Optimization in E-Currency Trading

E-currency trading optimization makes use of historical forex currency trading data to test the effects of slight changes in the forex indicator or strategy criteria. The goal of optimizing forex is to uncover the most profitable or optimal setting for a particular indicator or price pattern traded in the currency market. Here is an example: Suppose that we want to trade a moving average strategy on Coffee futures, we might arbitrarily pick the 18-period moving average and design a strategy around it. Or, we could test all the moving averages between1 and 50 and pick the most profitable. This latter process is known as optimization in e-currency Trading.

It has been a topic of a debate as to whether optimization in e-forex trading is a valid process or not. There are quite strong opinions on each side of the debate. The main issue is that the results of a historical test are not valid as we know that the currency market never repeats the thing twice. The market prices never exactly move in the future as they have in the past or predicted. It is said that optimizing forex is a useless process that simply gives the data which is irrelevant in the future. The anti-optimization argument goes on to say that if the trading method has been exactly “fitted” to the historical data, it stands to reason that the technique will not work in the future because future data has no relation to past data.

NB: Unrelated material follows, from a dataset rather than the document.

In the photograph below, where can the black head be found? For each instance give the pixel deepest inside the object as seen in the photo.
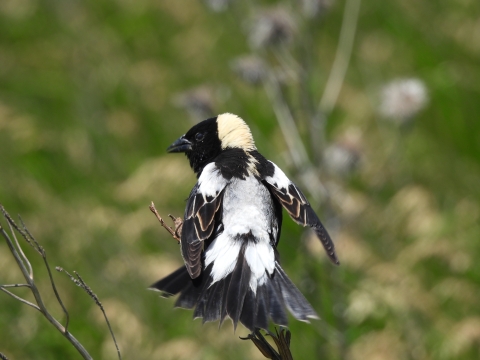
(201, 144)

The traders who oppose optimization in e-currency go for soft trading techniques such as the Gann techniques, the Market Profile or other generally intuitive approaches to forex trading. However, these traders also make use of historical testing to check whether the trading methods being used by them had worked in the past or not. These forex trading methods are then black-tested by looking at historical charts and estimating where and under which conditions they would have made a trade. It is not tough to curve-fit the Elliott Wave theory and Gann techniques to historical data, but very difficult to trade them in real time.

The Commodity Traders Consumer Report, the Hulbert Digest or other trading and investing rating services gives no better ranking to optimization in e-currency techniques as compared to an average trading strategy. Most of those who argue in favor of e-currency trading optimization do realize that there is a risk of optimizing. However, just because optimizing forex is a risk does not mean that you should not give a try and not go for optimizing forex techniques at all. You just have to keep in mind that there are risks involved and be careful.

All investments in forex trading market are bought and sold based on some type of historical data most of the times. So, in order to take full benefit of optimization in e-forex trading, we must check the past record before making any investment in the currency trading market. You should see how the fund’s investments have performed over the last few years, or the history of the fund.

Optimization in E-Currency Trading is a tool that helps you in enhancing your knowledge of each currency trading strategy along with your knowledge about what works in different types of e-currency trading markets—and give you confidence that even if your trading gets tough, you will know what to expect.